To get on track, these youth must be held accountable and pushed to complete their education and obtain gainful employment. They need to find positive role models and spend less time with negative peers and more time engaged in productive activities. They need a justice system that understands that they are more than their worst act and that youthful mistakes shouldn’t block them from jobs for a lifetime.
With few exceptions, our criminal justice system now provides them with the opposite of these opportunities.
The system’s failures fall most heavily on young men of color. Black and Latino youth in Massachusetts are incarcerated at 3.2 times and 1.7 times the rate of white youth, respectively. As elected officials charged with ensuring that our system works fairly, we find these disparities unacceptable.
We believe there is a better way to protect public safety and help young people be productive. That is why, for the past year, we have been meeting with a group of Massachusetts leaders – including judges, prosecutors, defenders, probation officials, juvenile justice administrators, and youth workers – to discuss how to address the challenges and opportunities presented by emerging adults. We have looked at what others around the country are doing to design and gradually implement a better approach, one that tailors the system’s response to the distinct needs of this population.

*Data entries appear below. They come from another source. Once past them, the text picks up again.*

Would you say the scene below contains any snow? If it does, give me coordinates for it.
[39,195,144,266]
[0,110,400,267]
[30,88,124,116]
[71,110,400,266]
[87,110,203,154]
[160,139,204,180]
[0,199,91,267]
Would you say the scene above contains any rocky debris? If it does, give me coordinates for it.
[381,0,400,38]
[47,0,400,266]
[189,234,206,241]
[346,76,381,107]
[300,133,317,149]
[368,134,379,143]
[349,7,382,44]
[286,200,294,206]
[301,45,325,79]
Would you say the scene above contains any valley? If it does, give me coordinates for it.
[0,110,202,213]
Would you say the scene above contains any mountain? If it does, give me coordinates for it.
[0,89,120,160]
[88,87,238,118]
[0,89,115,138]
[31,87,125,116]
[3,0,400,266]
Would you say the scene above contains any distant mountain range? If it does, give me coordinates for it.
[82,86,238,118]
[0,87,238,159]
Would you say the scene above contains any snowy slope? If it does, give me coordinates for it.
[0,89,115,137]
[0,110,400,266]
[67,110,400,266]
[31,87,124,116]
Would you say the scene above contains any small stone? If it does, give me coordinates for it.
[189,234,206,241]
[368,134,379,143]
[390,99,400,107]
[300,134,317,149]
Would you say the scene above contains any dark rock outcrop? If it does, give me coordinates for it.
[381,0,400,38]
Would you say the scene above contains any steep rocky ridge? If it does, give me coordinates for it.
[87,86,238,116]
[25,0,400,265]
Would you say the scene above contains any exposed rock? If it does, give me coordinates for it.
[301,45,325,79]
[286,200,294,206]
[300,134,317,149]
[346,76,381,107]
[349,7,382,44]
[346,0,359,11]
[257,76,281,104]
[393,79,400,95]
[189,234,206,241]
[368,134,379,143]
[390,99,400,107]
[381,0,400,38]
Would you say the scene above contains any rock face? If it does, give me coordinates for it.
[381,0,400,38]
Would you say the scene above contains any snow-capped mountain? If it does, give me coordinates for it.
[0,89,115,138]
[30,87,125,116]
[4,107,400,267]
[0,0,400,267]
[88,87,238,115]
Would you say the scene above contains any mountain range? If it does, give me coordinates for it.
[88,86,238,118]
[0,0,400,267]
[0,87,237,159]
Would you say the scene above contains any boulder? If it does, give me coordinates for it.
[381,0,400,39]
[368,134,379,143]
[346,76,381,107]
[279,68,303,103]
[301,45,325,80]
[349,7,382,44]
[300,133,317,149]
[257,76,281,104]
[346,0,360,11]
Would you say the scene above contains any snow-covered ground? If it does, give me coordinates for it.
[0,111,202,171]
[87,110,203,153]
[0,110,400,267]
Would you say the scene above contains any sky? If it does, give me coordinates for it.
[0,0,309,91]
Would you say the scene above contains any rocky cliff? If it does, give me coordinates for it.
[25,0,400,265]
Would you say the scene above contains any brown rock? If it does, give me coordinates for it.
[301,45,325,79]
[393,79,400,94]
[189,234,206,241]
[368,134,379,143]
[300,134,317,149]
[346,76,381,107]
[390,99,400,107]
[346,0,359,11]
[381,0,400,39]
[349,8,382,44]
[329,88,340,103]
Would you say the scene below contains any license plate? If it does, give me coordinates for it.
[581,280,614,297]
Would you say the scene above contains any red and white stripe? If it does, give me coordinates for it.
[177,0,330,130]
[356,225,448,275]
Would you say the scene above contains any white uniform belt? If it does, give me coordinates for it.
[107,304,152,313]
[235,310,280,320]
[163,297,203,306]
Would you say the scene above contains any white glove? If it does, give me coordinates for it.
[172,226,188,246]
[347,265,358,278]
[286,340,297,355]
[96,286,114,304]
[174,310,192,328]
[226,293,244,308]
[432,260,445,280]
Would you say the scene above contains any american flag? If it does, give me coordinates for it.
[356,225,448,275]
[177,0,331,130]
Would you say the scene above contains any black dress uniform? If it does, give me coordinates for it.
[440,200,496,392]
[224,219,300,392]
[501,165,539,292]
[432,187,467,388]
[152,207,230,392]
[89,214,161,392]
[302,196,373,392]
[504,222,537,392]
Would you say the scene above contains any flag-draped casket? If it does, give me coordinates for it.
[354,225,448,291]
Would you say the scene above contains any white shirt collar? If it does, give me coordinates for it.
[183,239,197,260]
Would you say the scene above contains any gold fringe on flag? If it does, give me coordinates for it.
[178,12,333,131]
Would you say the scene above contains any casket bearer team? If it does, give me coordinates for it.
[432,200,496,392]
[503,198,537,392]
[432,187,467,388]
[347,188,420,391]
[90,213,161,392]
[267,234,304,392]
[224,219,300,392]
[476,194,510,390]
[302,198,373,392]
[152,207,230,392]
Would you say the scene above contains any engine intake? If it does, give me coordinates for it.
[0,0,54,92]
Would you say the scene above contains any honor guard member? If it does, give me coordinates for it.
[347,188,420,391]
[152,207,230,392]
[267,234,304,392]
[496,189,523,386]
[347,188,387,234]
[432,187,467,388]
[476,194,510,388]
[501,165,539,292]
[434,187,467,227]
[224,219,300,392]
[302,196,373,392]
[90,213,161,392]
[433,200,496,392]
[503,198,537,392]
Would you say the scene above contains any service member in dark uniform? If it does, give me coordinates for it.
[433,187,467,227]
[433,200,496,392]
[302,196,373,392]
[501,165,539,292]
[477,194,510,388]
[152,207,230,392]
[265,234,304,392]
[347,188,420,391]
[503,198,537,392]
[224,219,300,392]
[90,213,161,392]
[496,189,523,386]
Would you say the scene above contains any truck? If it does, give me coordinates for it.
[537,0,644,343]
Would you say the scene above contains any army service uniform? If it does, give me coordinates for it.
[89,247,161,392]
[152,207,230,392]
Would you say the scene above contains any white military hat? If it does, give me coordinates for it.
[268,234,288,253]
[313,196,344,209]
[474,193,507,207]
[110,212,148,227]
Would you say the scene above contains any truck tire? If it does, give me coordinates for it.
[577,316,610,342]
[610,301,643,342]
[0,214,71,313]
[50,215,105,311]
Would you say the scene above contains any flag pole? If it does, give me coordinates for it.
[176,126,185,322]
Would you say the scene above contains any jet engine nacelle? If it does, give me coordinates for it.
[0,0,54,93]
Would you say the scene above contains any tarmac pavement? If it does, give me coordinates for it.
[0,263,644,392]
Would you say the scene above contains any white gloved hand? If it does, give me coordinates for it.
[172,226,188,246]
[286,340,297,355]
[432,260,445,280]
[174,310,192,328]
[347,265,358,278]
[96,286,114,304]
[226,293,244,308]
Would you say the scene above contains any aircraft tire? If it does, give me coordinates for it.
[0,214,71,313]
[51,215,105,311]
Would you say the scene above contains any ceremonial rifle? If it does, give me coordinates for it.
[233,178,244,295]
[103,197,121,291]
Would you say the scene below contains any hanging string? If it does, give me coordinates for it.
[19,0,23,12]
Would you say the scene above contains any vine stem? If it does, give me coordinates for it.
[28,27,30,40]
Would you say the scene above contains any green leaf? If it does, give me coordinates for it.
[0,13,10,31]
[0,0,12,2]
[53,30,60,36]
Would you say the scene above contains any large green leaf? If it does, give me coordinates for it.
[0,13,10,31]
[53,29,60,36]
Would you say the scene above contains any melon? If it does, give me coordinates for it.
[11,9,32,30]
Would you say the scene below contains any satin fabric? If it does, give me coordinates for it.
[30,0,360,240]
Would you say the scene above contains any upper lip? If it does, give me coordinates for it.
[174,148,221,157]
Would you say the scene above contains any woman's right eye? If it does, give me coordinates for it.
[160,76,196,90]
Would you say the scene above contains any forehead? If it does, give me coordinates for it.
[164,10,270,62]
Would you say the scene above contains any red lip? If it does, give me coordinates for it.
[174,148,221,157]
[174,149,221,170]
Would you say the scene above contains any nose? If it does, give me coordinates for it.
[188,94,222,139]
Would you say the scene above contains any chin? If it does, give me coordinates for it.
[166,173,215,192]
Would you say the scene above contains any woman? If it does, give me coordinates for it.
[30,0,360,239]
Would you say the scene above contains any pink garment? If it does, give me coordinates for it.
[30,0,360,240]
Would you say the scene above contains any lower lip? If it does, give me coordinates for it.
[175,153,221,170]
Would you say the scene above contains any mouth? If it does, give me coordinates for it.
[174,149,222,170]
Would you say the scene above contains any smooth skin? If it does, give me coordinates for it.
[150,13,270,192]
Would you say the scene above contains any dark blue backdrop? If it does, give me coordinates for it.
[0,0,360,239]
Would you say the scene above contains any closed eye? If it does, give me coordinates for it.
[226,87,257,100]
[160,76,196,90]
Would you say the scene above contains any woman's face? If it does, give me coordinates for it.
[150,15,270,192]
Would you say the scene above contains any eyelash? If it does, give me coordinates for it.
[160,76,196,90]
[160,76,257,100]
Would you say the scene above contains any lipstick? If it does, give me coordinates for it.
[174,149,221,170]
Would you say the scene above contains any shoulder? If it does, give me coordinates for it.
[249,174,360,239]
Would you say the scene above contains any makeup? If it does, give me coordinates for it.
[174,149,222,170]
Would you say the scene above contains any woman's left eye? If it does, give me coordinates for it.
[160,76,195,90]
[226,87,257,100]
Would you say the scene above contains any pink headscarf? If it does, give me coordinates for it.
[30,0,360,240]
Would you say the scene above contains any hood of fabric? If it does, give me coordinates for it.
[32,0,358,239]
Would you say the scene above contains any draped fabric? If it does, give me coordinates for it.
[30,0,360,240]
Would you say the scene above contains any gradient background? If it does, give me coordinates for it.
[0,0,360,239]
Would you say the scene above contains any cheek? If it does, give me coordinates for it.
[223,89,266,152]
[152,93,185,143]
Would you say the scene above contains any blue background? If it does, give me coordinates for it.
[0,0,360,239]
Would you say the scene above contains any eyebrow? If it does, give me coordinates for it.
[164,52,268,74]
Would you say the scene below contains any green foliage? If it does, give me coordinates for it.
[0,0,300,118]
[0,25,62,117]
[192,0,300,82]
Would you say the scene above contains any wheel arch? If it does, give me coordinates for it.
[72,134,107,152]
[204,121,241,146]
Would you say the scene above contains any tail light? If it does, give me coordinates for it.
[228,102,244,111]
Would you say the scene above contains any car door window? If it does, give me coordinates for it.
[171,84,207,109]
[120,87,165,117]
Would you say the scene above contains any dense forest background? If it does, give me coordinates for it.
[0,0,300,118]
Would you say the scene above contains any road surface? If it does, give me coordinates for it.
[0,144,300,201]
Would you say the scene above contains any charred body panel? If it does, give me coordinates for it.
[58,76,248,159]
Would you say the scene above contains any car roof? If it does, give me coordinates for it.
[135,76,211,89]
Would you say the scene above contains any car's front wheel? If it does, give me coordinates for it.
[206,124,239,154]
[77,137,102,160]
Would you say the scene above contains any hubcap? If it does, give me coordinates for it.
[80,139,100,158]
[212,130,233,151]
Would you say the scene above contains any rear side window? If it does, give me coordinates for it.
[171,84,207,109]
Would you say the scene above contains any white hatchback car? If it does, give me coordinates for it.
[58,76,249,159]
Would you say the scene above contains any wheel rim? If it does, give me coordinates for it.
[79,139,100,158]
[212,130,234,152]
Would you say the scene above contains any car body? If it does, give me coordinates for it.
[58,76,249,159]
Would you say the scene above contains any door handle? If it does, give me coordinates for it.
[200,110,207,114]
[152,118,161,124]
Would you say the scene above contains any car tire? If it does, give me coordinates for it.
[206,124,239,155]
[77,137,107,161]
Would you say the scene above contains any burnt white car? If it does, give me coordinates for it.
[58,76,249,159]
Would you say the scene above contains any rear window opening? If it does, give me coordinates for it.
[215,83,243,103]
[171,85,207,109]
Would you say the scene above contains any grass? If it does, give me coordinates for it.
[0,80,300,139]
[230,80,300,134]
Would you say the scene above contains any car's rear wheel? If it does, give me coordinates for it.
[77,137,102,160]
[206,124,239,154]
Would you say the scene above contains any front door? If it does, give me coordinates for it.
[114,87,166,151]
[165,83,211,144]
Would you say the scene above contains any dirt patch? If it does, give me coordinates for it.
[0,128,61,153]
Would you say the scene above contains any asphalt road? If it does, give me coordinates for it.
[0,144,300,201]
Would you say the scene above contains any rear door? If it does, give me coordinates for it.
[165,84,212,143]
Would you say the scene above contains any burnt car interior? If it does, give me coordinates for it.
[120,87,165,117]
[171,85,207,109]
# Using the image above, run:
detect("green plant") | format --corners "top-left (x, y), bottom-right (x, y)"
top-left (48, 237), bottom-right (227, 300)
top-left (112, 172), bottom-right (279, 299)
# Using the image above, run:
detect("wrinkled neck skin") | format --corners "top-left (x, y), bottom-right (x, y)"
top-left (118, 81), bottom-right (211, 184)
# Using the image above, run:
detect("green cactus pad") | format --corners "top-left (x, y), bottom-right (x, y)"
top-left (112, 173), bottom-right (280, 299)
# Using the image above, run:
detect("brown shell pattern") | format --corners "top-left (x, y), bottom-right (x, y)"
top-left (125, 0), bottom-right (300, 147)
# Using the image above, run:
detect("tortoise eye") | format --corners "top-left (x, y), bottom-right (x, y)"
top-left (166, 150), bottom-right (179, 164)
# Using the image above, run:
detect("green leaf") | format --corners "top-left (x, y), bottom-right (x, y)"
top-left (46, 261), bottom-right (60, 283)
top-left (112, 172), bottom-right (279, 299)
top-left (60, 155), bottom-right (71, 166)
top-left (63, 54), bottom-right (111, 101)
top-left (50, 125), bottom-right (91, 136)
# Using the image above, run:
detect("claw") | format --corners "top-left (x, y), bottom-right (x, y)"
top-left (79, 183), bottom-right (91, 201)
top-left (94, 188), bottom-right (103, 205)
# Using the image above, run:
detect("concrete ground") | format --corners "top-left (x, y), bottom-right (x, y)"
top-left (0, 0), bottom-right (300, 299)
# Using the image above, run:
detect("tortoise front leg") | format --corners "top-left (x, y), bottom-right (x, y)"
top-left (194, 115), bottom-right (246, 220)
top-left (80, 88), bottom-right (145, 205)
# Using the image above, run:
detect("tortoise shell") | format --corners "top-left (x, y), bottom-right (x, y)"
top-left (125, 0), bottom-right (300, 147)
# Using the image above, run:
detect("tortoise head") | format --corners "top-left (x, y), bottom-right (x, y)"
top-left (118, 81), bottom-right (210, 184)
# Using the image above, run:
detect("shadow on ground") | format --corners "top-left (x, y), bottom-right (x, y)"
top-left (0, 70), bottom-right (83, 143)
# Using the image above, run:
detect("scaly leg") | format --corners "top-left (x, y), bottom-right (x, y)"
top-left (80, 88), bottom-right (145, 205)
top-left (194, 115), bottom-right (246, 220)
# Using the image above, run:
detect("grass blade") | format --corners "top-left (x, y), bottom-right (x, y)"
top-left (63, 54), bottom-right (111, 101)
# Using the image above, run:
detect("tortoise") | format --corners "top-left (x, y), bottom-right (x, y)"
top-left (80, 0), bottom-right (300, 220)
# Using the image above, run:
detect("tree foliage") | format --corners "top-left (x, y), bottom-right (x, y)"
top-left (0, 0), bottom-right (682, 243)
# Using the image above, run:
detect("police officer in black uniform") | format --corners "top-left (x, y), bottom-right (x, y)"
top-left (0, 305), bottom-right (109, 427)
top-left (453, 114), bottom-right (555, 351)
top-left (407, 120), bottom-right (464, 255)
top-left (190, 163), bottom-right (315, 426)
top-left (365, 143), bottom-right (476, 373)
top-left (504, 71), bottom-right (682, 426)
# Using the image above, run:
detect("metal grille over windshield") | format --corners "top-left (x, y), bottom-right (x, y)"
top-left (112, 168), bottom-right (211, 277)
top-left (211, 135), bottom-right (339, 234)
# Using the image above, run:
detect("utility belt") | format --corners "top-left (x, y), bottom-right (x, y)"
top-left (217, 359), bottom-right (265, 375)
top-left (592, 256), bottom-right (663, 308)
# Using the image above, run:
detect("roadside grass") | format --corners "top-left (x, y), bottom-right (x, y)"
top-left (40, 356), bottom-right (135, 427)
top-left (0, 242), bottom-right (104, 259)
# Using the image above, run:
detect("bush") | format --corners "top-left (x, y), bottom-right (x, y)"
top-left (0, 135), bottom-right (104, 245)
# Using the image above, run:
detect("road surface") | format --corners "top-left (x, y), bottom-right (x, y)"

First, as elected sheriffs, we have designed or are designing specialized housing and programming units for emerging adults within our jails in Essex and Suffolk counties to help them come out no worse, and perhaps better, than when they entered.
But we also believe we can and should do more. That’s why we are supporting legislation introduced this month by state Sens. Karen Spilka and Cynthia Creem and Reps. Evandro Carvalho and Kay Khan to create a more developmentally appropriate response to offending by emerging adults across Massachusetts. That legislation would move 18- to 21-year-olds into the juvenile system, starting next year with 18-year-olds, and including 19 and 20-year-olds over the following two years. This would hold youth accountable in a more rehabilitative and individualized system while still allowing those who have committed more serious offenses to be sentenced as adults.
There has also been omnibus juvenile justice legislation filed in the House and Senate that recognizes the developmental needs of emerging adults ages 21 to 25. This would allow the court to consider youthfulness as a mitigating factor when appropriate and, perhaps even more importantly, provide meaningful incentives for young adults to participate in educational, vocational and substance abuse treatment programs that we know are effective in reducing recidivism.
As sheriffs of two of the commonwealth’s larger and more diverse counties, we believe the time has come for meaningful, comprehensive improvements to our criminal justice system. Now is the time to catch up with what science and experience tell us about emerging adults to produce a safer, fairer and more effective system.